Half-Year review january-June 2025
President & CEO Mika Mahlberg’s comments
We see new, tangible opportunities in the market related to the long-term outsourcing trend.
In the second quarter of 2025, the market situation remained challenging. As expected, our comparable revenue for the quarter was below the level of the comparison period and amounted to EUR 88.4 million (92.0). However, our comparable order intake increased by approximately 7 per cent compared with the second quarter of last year and by 6 per cent from the first quarter of this year.
Operational profitability declined from the comparison period. Our comparable EBITDA, excluding items affecting comparability, was EUR 4.7 million (7.1), representing 5.3 (7.7) per cent of revenue. The result was significantly burdened by the ongoing ramp-up measures at the Gliwice unit in Poland, the costs of which will continue to impact profitability during the remainder of the year. The turnaround process at the Breitenau, Austria business unit, which is progressing as planned, also continued to affect the result.
Although comparable revenue and EBITDA remained below the level of the comparison period, the gap was smaller than in the first quarter of the year, and we take a cautiously positive view of the remainder of the year. We are increasing production capacity at several plants to meet customer demand. Sales development is encouraging, and we see new, tangible opportunities in the market related to the long-term outsourcing trend. Fortaco is committed to delivering the highest quality, reliability of supply and flexibility in its industry, thereby supporting its customers’ profitable growth across different market cycles. We believe these factors will become increasingly important as volumes return to growth.
Fortaco’s performance improvement programme, Fortaco 25, had a positive impact on second-quarter profitability and partly offset the cost effects of the ramp-up operations in Gliwice. The programme is progressing according to plan, and we are pleased with the positive impacts it has delivered on both result and cash flow. We will continue to focus on improving the profitability of our core business and strengthening our cash flow.
Positive market signals, but US tariff policy creates uncertainty
Despite the positive signs observed in some of Fortaco’s customer segments, the market does not yet show signs of broad-based recovery, although conditions in the mining and defence equipment industries remain favourable. United States trade policy continues to create significant uncertainty and reduces the predictability of market developments. At present, US tariffs have no material direct impact on Fortaco’s business, as both direct and indirect exports to the United States are limited and the business is primarily focused on Europe.

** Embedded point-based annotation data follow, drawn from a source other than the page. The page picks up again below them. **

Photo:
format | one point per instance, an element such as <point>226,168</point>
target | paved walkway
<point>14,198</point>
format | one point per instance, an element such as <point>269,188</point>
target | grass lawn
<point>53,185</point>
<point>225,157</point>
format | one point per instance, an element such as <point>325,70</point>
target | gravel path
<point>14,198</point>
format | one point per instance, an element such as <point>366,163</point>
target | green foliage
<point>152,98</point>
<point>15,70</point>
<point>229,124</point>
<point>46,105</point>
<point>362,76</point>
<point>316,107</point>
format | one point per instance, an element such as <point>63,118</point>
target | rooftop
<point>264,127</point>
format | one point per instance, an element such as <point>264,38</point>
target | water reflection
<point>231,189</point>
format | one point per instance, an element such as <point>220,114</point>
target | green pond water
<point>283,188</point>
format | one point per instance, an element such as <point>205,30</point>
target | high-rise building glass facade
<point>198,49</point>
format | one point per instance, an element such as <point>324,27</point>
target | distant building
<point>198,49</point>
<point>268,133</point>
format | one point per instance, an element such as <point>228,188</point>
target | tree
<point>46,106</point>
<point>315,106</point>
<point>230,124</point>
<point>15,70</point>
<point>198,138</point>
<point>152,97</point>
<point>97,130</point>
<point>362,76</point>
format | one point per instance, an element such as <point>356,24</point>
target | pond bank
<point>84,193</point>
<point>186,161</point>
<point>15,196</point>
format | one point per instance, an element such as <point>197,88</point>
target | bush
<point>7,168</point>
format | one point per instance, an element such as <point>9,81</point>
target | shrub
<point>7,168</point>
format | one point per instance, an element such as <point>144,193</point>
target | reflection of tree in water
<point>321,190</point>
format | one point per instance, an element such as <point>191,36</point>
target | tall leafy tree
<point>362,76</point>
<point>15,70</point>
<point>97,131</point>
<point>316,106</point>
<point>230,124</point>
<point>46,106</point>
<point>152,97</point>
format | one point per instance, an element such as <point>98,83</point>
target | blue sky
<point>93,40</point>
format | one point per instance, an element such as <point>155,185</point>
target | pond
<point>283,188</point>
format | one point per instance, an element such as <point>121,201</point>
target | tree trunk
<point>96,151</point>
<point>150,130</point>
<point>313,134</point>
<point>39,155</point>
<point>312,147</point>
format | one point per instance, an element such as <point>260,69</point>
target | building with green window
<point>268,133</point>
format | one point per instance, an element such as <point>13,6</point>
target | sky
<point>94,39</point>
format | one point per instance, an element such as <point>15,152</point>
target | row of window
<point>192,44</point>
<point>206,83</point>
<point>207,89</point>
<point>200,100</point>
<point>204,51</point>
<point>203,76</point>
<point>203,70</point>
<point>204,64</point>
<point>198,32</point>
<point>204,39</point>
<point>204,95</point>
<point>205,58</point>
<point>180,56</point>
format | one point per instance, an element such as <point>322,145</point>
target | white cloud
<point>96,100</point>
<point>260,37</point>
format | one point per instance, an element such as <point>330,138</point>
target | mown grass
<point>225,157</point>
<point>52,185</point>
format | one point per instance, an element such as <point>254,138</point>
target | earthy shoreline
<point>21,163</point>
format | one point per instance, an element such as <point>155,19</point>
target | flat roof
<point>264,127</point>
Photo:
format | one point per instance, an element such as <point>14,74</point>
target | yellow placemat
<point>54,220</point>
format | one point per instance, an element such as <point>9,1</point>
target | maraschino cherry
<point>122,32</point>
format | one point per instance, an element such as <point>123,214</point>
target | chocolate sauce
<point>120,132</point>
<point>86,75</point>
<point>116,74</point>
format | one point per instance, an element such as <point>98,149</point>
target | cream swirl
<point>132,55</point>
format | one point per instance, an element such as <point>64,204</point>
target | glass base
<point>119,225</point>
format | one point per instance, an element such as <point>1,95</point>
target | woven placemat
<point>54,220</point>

We are well positioned to implement our strategy and grow together with our customers when market conditions improve.
Our balance sheet strengthened significantly
Our balance sheet and liquidity strengthened significantly in May, when the company’s principal shareholder made an equity investment of EUR 20 million in the company, and amendments were made to the terms and conditions of our bond to strengthen cash flow. As a result of these measures, we are well positioned to implement our strategy and grow together with our customers when market conditions improve.
In June, we sold our Serbian subsidiary and the business unit located in Gruza, which focused on the marine and energy industries, to the Norwegian Entec Evotec AS. The sale of the Gruza business unit was the final step in the strategic review of the company’s marine, energy and heavy project businesses, which has now been completed. The sale of the subsidiary will have no material impact on Fortaco’s revenue or profit this year.
Developing our climate targets and sustainability reporting
In the first half of 2025, we advanced key elements of our sustainability agenda. A project was launched to define science-based climate targets and outline our transition plans. We also explored ways to improve product-level emission calculations and identified further opportunities to decarbonise our Scope 1–3 emissions.
We follow closely the development of EU regulations and the Omnibus proposal. We have gathered stakeholder feedback, benchmarking data, and insights to develop our reporting and processes further. We also integrated material sustainability topics more deeply into our business processes, reinforcing our commitment to long-term value creation and climate resilience.
Fortaco’s personnel have done excellent work to improve our profitability and to meet the needs of our customers, and I would like to thank all Fortaco employees for their strong commitment. I also wish to thank our partners for their smooth cooperation, as well as our customers and principal shareholder for their continued trust.